Hadits ini menunjukkan kepada kita betapa agungnya Allah Subhanahu wa ta’ala dan betapa besar ciptaan-Nya.
Makhluk tersebut menggambarkan kebesaran dan keagungan ciptaan Allah.
Disebutkan pula bahwa kedua kakinya menembus bumi, sedangkan lehernya berada di bawah Arasy. Ia terus bertasbih kepada Allah dan mengagungkan-Nya dengan mengatakan:
سُبْحَانَكَ، مَا أَعْظَمَكَ
“Mahasuci Engkau, betapa agungnya Engkau.”
Kemudian Allah menjelaskan bahwa orang yang berani bersumpah dengan nama-Nya dalam keadaan berdusta, maka dia benar-benar tidak memahami keagungan Allah.
Sebab, seseorang yang benar-benar mengenal kebesaran Allah tentu akan merasa takut untuk menggunakan nama Allah dalam perkara yang tidak benar.
Ia akan menyadari bahwa Allah Maha Mengetahui segala sesuatu, mengetahui apa yang tersembunyi maupun yang tampak, dan tidak ada satu pun ucapan yang luput dari pengetahuan-Nya.

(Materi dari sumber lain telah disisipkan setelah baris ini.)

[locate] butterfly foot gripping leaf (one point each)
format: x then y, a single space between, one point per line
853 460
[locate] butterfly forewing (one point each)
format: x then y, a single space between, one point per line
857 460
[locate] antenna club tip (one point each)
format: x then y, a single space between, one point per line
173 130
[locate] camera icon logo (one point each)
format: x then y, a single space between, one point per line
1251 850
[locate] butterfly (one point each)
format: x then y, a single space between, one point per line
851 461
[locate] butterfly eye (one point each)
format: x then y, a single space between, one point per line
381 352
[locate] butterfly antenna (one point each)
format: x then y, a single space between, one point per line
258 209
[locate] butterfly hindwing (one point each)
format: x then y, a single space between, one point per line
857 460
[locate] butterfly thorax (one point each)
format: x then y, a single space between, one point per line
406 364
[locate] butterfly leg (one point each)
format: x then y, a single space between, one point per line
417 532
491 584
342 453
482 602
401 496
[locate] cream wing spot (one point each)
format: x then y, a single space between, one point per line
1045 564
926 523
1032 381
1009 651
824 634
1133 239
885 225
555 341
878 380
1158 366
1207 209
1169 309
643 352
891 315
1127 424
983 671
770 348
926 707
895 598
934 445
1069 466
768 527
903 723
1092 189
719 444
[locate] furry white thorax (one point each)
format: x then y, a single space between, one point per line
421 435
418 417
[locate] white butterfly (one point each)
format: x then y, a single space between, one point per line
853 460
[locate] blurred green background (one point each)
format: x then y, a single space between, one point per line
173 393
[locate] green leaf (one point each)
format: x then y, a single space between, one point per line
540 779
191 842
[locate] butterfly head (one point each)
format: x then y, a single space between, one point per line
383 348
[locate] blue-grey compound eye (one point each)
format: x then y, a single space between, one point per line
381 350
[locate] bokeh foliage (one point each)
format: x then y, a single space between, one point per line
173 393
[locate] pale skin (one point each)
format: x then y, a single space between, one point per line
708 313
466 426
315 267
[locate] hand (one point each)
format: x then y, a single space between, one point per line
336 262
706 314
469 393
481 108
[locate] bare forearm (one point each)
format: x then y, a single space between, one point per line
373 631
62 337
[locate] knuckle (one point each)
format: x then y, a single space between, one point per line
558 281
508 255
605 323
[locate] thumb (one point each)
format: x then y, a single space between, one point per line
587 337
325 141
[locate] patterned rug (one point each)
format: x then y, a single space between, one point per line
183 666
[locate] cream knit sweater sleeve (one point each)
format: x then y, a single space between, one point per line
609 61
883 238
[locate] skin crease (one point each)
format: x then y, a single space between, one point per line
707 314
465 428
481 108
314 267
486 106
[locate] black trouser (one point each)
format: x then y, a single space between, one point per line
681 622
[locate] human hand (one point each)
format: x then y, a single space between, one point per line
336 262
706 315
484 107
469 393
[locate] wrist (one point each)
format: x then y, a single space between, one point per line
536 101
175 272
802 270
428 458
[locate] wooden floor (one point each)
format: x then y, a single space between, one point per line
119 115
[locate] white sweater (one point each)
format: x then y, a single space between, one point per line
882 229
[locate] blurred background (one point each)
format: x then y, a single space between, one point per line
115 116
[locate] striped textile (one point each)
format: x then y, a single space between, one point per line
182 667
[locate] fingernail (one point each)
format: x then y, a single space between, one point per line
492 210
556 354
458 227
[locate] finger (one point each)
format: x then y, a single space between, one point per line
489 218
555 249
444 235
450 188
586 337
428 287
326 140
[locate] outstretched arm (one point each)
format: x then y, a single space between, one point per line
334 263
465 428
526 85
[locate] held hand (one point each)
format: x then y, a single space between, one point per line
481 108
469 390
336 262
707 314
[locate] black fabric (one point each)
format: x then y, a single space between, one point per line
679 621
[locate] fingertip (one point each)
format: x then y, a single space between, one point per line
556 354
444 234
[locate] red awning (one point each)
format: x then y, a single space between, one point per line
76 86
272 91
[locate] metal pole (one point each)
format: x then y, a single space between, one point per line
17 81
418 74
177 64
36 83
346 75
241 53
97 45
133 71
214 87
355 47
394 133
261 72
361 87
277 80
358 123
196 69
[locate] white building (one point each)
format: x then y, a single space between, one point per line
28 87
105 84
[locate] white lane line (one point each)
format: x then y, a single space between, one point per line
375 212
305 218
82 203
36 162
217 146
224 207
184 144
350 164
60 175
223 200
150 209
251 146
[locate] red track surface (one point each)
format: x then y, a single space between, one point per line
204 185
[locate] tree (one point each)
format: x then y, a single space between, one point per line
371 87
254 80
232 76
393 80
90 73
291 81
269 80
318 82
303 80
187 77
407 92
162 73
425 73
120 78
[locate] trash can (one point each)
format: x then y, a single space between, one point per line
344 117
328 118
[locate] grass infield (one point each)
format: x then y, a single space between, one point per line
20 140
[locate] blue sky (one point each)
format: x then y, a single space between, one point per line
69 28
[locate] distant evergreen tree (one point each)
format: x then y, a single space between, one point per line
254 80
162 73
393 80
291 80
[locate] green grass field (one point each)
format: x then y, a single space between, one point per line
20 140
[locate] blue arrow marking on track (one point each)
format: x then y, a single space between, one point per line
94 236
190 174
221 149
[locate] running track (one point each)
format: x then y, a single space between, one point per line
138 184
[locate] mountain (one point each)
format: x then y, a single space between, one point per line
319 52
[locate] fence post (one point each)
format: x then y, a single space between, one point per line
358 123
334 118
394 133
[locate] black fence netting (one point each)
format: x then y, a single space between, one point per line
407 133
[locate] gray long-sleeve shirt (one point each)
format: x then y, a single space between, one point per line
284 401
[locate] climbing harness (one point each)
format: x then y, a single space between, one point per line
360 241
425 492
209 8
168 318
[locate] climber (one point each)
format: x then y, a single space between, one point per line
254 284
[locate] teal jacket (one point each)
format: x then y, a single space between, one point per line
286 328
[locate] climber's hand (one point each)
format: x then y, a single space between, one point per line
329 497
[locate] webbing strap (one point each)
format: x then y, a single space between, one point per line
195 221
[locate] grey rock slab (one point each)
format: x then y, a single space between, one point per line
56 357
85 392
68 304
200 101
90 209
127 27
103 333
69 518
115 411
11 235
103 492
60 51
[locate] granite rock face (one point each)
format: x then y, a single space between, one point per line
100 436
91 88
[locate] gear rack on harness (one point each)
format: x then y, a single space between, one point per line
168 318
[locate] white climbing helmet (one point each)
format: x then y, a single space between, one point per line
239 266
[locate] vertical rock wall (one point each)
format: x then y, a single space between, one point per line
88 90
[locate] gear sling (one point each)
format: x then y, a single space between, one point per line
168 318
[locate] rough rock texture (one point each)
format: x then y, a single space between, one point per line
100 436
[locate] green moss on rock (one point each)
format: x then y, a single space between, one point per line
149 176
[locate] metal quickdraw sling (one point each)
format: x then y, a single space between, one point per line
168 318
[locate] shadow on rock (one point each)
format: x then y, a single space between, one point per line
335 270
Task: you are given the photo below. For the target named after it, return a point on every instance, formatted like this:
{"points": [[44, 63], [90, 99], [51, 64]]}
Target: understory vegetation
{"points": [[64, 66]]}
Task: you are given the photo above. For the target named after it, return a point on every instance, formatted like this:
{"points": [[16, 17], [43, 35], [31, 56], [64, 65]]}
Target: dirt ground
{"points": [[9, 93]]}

Karena itu, keberanian seseorang untuk bersumpah dengan nama Allah dalam keadaan berdusta menunjukkan lemahnya pengagungan terhadap Allah di dalam hatinya.
وَاللَّهُ أَعْلَمُ.
(Al Ustadz Abu Urwah Abdullah Muntilan)
___
¹ Dalam riwayat lain dengan jalur sanad yang sama disebutkan dengan lafadz “malaikat” yang menunjukkan bahwa yang dimaksud ayam jantan dalam hadits ini adalah malaikat yang menjelma dalam bentuk ayam jantan (lihat Ash Shohihul Musnad jilid 2 hal 410).